Some of the research includes: improving longevity of queens, controlling Nosema protozoa and varroa mite, genetic selection and colony size management, disease management, and reducing stress in migratory colonies.

NOVEL MOSQUITO CONTROL

A molecular pesticide developed by the Agricultural Research Service may prove to be a safer alternative control of mosquitoes than insecticides, without worry of resistance.
A molecular pesticide has nucleic acids as its active ingredient, and targets only the pest in question. They work by preventing the insect from producing essential amino acids necessary for their survival. It is a safer alternative to chemicals because it only harms the pest, and has no effect on beneficial insects or other organisms.

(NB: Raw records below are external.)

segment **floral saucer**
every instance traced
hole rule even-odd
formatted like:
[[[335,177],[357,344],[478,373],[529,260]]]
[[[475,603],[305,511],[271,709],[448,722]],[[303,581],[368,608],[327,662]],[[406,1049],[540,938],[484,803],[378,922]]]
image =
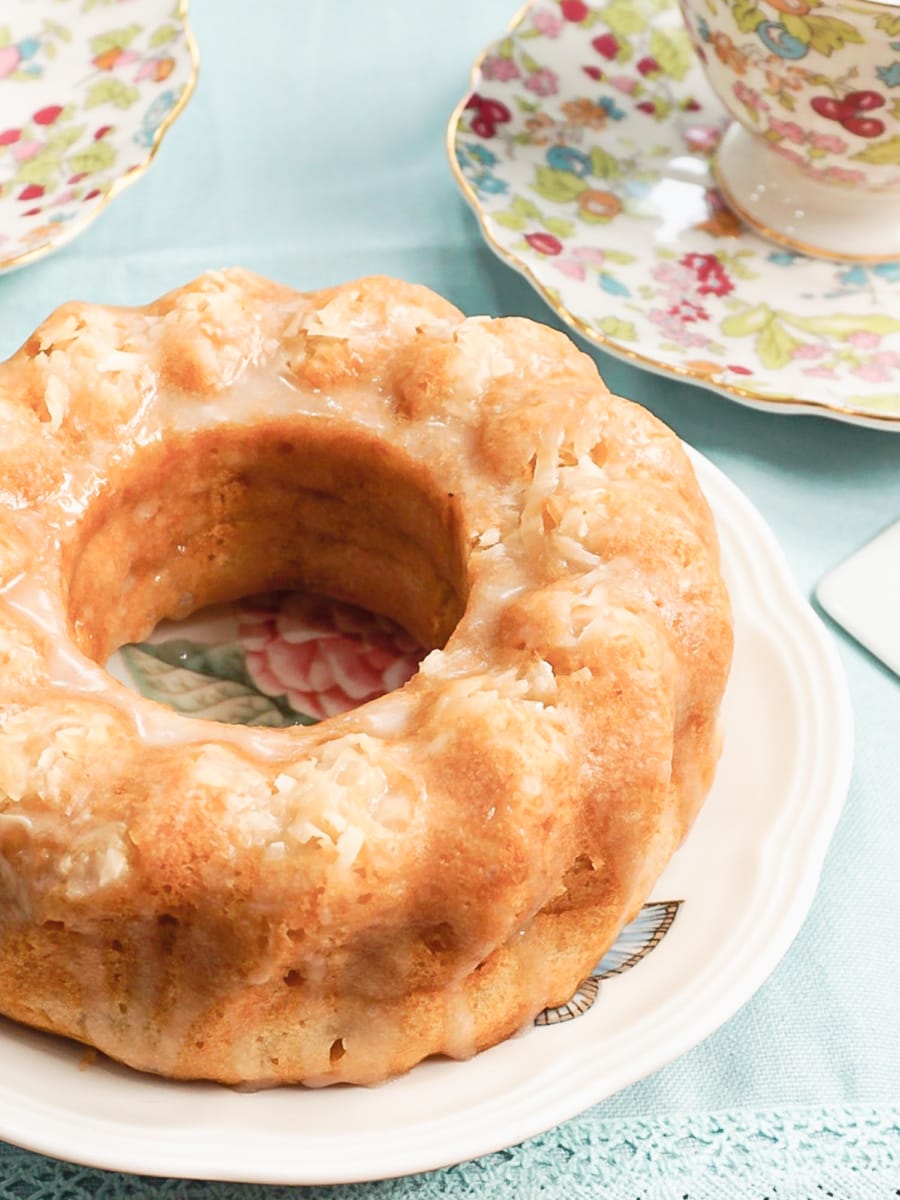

CONSUMER PESTICIDE USE INCREASES

A recent market study predicts that demand for home and garden pesticides will increase by almost 5% per year over the next 4 years, approaching $1.7 million in sales by 2011. Newer active ingredients, more convenient packaging, super-concentrated formulations, and ready-to-use products will drive demand.
 


Publications


• “Building a Sustainable Future: Ecologically Based Farming Systems” (http://www.new-ag.msu.edu/pdf/E2983.pdf) is a publication through Michigan State University that examines community-based food systems, agricultural landscapes, and IPM.

• “A Pocket Guide to Common Natural Enemies of Crop and Garden Pests in the PNW,” Oregon State University, is a free, printable guide to 19 different groups of insects: extension.oregonstate.edu/catalog/pdf/ec/ec1613-e.pdf.

• A report on the “Global Status of GM Crops” is available at: www.isaaa.org/resources/publications/briefs/37/executivesummary/default.html.